Favoritin Carolin Schäfer hat den Siebenkampf bei den deutschen Mehrkampf-Meisterschaften in Vaterstetten unangefochten gewonnen. Die 28 Jahre alte WM-Zweite von 2017 aus Frankfurt/Main sammelte am Wochenende 6319 Punkte.
Den Titel im Zehnkampf holte der 20-jährige Malik Diakité aus Hannover mit 7641 Zählern. Weltmeister Niklas Kaul aus Mainz war nach seiner Ellbogenoperation nur als ZDF-Co-Kommentator dabei.

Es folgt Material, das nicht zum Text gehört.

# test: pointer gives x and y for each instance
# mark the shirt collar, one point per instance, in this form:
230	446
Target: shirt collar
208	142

Diakité wurde am Sonntag allerdings übertrumpft von Jannis Wolff (7670), der aber nur für die U23-Wertung gemeldet hatte und deshalb nicht bei den Aktiven als Meister gilt. Den zweiten Platz hinter Diakité belegte Jan Ruhrmann (Uerdingen/Dormagen) mit 7601 Punkten vor Nico Beckers (Aachen/7298).
Alle Hoffnungen des Favoriten Mathias Brugger hatten sich früh zerschlagen. Der 28-Jährige aus Ulm verursachte am Samstag im zweiten 100-Meter-Lauf den zweiten Fehlstart, er wurde disqualifiziert. Ein Protest des Dritten der Hallen-WM von 2016 wurde später abgelehnt.

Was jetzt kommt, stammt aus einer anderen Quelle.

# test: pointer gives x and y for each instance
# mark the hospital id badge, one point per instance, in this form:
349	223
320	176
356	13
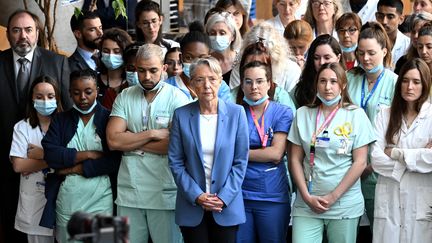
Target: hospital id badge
322	142
344	147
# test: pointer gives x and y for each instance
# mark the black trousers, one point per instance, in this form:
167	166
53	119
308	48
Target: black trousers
208	231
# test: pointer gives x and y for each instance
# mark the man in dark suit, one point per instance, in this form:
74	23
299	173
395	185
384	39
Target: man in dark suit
22	33
87	29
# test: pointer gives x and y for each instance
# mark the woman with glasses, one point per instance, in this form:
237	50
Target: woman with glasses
299	36
371	86
195	44
322	16
148	26
402	156
112	77
286	14
207	154
225	41
329	141
265	187
348	28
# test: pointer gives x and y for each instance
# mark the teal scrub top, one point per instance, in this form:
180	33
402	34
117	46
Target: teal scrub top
330	166
281	96
382	97
144	179
77	193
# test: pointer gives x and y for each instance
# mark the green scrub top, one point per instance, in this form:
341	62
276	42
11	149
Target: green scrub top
144	179
382	97
331	166
77	193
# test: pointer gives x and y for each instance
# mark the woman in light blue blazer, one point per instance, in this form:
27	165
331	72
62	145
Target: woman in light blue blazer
208	154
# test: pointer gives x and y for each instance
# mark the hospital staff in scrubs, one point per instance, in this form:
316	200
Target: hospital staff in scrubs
371	86
328	153
265	188
27	158
402	156
76	147
138	126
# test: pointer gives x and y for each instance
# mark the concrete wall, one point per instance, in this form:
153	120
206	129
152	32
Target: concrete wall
63	35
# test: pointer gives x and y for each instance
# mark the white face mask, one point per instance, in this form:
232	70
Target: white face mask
220	43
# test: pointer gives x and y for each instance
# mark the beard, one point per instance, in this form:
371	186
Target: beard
23	47
91	44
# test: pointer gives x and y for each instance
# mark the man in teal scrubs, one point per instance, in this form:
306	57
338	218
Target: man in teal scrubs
138	126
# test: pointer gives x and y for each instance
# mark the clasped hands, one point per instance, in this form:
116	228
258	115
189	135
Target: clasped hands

„Für die Zehnkämpfer und Siebenkämpferinnen, die hier teilnehmen konnten, war es natürlich sehr wichtig, dass mal wieder ein Wettkampf stattgefunden hat, dass man sich mit anderen Athleten vergleichen und sehen konnte, dass sich das Training der vergangenen Monate ausgezahlt hat“, sagte Kaul.

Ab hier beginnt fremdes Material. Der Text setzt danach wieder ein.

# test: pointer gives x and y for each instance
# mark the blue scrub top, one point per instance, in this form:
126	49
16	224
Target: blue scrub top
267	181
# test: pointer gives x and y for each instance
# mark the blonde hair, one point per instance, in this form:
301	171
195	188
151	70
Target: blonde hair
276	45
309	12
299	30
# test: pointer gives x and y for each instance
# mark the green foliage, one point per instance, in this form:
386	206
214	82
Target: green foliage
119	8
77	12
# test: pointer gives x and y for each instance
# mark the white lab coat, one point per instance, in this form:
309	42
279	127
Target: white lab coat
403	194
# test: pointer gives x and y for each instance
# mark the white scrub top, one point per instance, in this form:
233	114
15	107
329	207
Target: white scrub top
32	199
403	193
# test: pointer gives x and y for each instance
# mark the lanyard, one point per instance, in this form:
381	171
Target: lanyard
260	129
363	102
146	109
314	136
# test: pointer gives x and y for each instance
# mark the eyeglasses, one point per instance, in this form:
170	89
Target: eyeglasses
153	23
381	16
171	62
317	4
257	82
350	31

Schäfer, die seit dem vergangenen Jahr von Kauls Eltern trainiert wird, holte damit ihren zweiten nationalen Meistertitel nach 2013. Sie blieb bei dem Wettkampf ohne Zuschauer allerdings erwartungsgemäß deutlich unter ihrer persönlichen Bestleistung von 6836 Punkten. Anna Maiwald aus Leverkusen wurde Zweite mit 6112 Punkten vor Vanessa Grimm vom Königsteiner LV (6047).